Hey guys this question might be more about logic than code, hopefully someone can light it up.
So, I have a data list that contains some outliers, and I want to remove it by using the difference between each item on the list and identifying where the difference is far too big.
From this example, I want to remove from the data list the indexes[2,3,4]. What is the best way to do it??
I have tried to use np.argwhere() method to find the indexes, however, I am stuck on how to use the result of it to slice a np.array??
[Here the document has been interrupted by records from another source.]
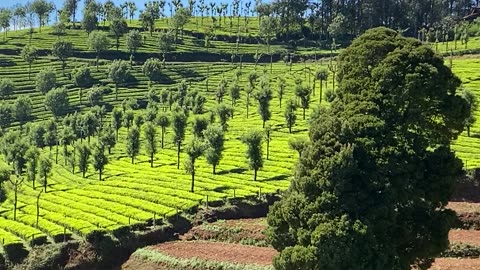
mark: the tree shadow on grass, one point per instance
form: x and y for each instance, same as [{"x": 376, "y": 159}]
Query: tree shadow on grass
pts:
[
  {"x": 236, "y": 170},
  {"x": 6, "y": 63},
  {"x": 165, "y": 79},
  {"x": 113, "y": 175}
]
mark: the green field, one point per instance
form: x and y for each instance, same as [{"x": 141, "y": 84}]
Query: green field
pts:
[{"x": 131, "y": 194}]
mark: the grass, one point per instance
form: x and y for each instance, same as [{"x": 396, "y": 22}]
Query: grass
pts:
[
  {"x": 131, "y": 194},
  {"x": 468, "y": 69}
]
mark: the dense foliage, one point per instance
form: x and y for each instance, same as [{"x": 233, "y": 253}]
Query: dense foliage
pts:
[{"x": 370, "y": 190}]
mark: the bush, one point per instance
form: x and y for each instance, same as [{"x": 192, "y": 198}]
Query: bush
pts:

data=[4.0, 4.5, 22.5, 40.5, 22.5, 3.5, 3.0, 3.5, 4.5, 3.5, 2.5]
data=np.array(data)
d = data[:-1] - data[1:]
print(np.mean(d))
In this example, when I print the difference (d) it returns me this:
print(d) # returns:[ -0.5 -18. -18. 18. 19. 0.5 -0.5 -1. 1. 1. ]
That is good. Now, the logic I applied was to indicate where in d we have a number higher than the average of the original data.
x = np.argwhere(d>np.mean(data))
print(x) # returns: array([3], dtype=int64), array([4], dtype=int64)
indices_to_extract = [x[0]-1,x[-1]]
print(indices_to_extract) # returns: [array([2], dtype=int64), array([[4]], dtype=int64)]
a1 = np.delete(r,indices_to_extract,axis=0)
print(a1) #returns: [ 4. 4.5 40.5 3.5 3. 3.5 4.5 3.5 2.5]
#Desirable return:
[ 4. 4.5 3.5 3. 3.5 4.5 3.5 2.5]
Main question is, how to make the result from np.argwhere() range of number that can be used for slicing??